Welcome the groundcherry – a small berry protected in a parchmentlike envelope and engulfed in a jungle of leaves. A single bite evokes hints of pineapple – and tomato. 

 The groundcherry is what’s known as wild and unknown, just as quinoa once was. But quinoa has made its way into the American lexicon and onto countless menus. Scientists think a similar path awaits the tiny groundcherry.

 Zachary Lippman, a professor of genetics at the lab and a Howard Hughes Institute medical investigator, envisions a day when the groundcherry is displayed abundantly in produce aisles. He calls it a superfood, naturally chock full of vitamins and minerals.

 “The groundcherry could become a major berry crop,” said Lippman, who emphasized that he holds a firm belief in its value as a potential and nutritious food source.  

Collaborating with Joyce Van Eck of the Boyce Thompson Institute, an independent plant research center in Ithaca, Lippman and a team of Cold Spring Harbor Laboratory scientists used the gene-editing technology known as CRISPR to make three tiny tweaks to the plant. The groundcherry is a native of Central America and distant cousin to the tomato.

CRISPR allows scientists to easily swap in or swap out specific letters of the genetic code, thus changing precise traits of the plant itself. Think of them as tiny tweaks that improve the groundcherry’s bounty.

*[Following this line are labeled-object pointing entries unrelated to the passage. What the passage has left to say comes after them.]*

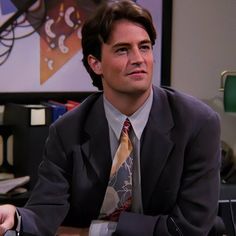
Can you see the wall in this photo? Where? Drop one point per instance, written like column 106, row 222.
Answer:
column 204, row 45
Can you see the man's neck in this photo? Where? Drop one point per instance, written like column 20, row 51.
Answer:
column 128, row 104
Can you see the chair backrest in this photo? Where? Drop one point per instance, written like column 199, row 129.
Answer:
column 228, row 86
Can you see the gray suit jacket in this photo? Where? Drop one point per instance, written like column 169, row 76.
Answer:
column 180, row 160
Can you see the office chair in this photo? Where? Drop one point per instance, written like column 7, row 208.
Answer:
column 227, row 202
column 228, row 87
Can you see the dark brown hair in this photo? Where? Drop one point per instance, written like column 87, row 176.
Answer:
column 97, row 29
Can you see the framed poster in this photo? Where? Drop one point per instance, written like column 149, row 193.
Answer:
column 41, row 51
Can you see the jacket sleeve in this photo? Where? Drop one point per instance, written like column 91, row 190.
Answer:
column 48, row 203
column 197, row 203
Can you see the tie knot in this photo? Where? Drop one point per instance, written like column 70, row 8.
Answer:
column 126, row 126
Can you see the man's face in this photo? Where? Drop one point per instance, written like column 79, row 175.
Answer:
column 127, row 60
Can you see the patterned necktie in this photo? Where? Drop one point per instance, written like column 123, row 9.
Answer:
column 118, row 194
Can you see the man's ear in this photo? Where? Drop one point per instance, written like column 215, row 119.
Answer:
column 95, row 64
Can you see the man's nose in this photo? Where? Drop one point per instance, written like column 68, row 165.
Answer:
column 136, row 56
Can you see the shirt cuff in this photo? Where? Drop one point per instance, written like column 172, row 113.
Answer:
column 102, row 228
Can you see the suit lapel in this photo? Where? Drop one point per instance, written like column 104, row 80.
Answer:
column 97, row 147
column 155, row 144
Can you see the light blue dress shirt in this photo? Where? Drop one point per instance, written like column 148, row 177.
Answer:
column 116, row 120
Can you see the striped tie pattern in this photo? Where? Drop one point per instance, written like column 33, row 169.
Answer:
column 119, row 191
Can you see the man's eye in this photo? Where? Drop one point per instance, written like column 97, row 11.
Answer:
column 121, row 50
column 145, row 47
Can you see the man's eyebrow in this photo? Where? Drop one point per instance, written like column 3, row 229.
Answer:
column 122, row 44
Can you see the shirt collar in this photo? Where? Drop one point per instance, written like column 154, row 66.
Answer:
column 138, row 120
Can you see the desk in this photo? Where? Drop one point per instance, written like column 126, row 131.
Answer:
column 71, row 231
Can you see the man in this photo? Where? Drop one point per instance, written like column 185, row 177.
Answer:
column 175, row 144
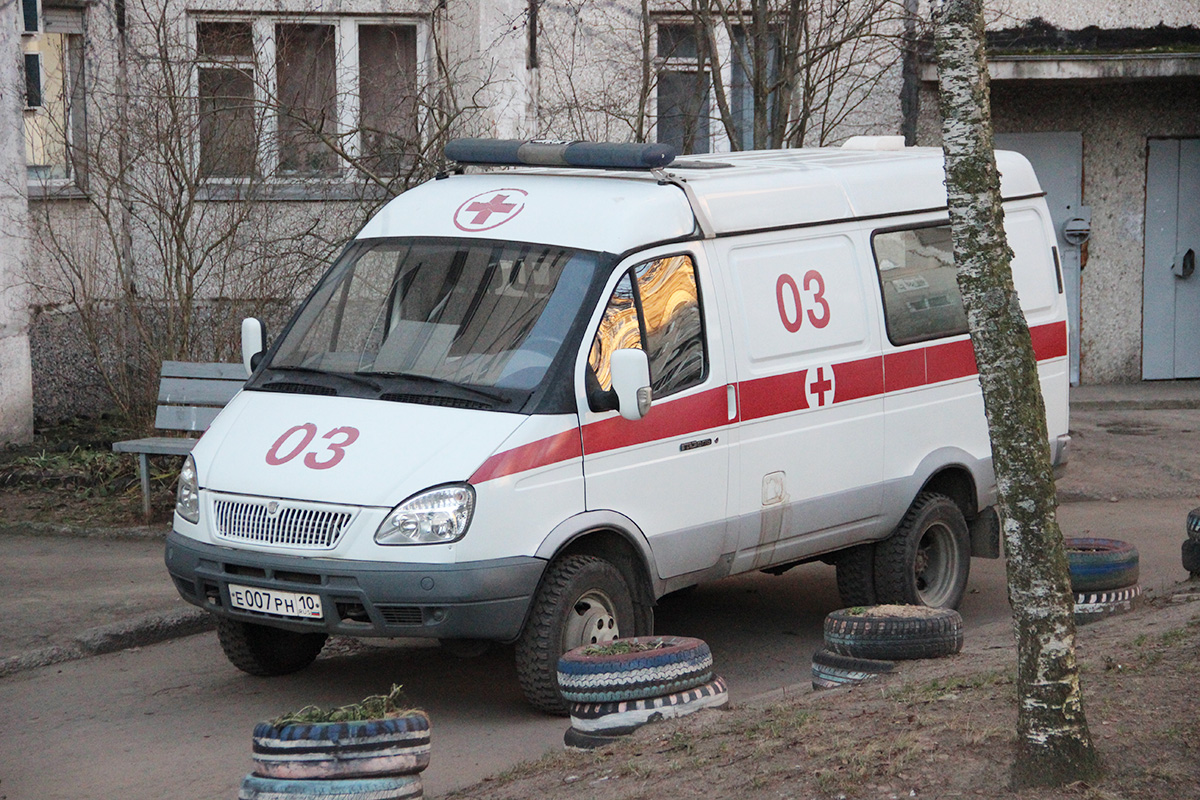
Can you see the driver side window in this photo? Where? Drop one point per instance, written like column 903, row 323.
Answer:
column 655, row 307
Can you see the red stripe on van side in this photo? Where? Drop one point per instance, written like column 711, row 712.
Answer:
column 551, row 450
column 1049, row 341
column 904, row 370
column 671, row 417
column 858, row 379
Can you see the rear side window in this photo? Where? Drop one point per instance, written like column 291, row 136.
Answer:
column 921, row 290
column 655, row 307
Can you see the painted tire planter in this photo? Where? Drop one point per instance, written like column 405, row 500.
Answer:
column 681, row 663
column 402, row 787
column 831, row 669
column 397, row 745
column 894, row 632
column 625, row 716
column 1092, row 606
column 1101, row 564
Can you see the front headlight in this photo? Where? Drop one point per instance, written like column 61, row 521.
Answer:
column 187, row 495
column 432, row 517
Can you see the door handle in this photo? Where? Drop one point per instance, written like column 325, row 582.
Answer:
column 1185, row 264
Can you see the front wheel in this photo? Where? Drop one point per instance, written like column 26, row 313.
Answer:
column 928, row 559
column 582, row 600
column 267, row 651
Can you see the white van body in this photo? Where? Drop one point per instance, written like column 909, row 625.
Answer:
column 815, row 391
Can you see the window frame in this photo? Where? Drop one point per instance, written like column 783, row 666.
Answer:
column 883, row 299
column 630, row 271
column 346, row 84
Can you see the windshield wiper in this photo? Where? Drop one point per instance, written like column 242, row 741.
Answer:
column 437, row 382
column 357, row 378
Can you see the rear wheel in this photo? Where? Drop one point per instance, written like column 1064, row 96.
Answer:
column 928, row 559
column 267, row 651
column 582, row 600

One tweak blunted the production of a hormone that regulates flowering, hence making the plant more compact to produce more clusters of fruit rather than a single groundcherry at a time.

A CRISPR change to the genes involving yet another flowering hormone led to more fruit production by up to 50 percent along a given stem length compared with the native plant. The third change boosted the number of seed sections within each fruit, which in turn, increased its overall size.

Editing via CRISPR should not be confused with GMOs, genetically modified organisms, Lippman said, which can involve swapping in genes from other organisms.

“With gene editing you can think about bringing other wild plants or orphan crops into agricultural production,” he said.

“We are still working with everything that nature has provided,” said Lippman, who has long specialized in studying tomato plants.

“With traditional breeding, whatever traits nature has kicked out of the DNA, that’s the hand you have been played. With gene editing, now you are playing poker with aces up your sleeve.”    

Lippman and Van Eck contend in a new scientific paper published this week in the journal Nature Plants, that it is feasible to take a plant that is essentially wild and effectively harness it for domestication. The team described their work in the report as a shortcut around traditional breeding techniques – thanks to CRISPR.

CRISPR has taken the biological research community by storm in recent years and has proved a useful tool in a variety of disparate studies, ranging from cancer research to developing ways to tame antibiotic-resistant superbugs.

Scientists in China earlier this year used CRISPR to edit a gene mutation in viable human embryos.  The technology permits an effective and reliable method to make precise changes to the genomes of organisms.

Lippman and Van Eck see the technology as a method to provide next-generation foods.

“The more arrows we have in our quiver to address agricultural needs in the future, the better off we’re going to be,” Lippman said.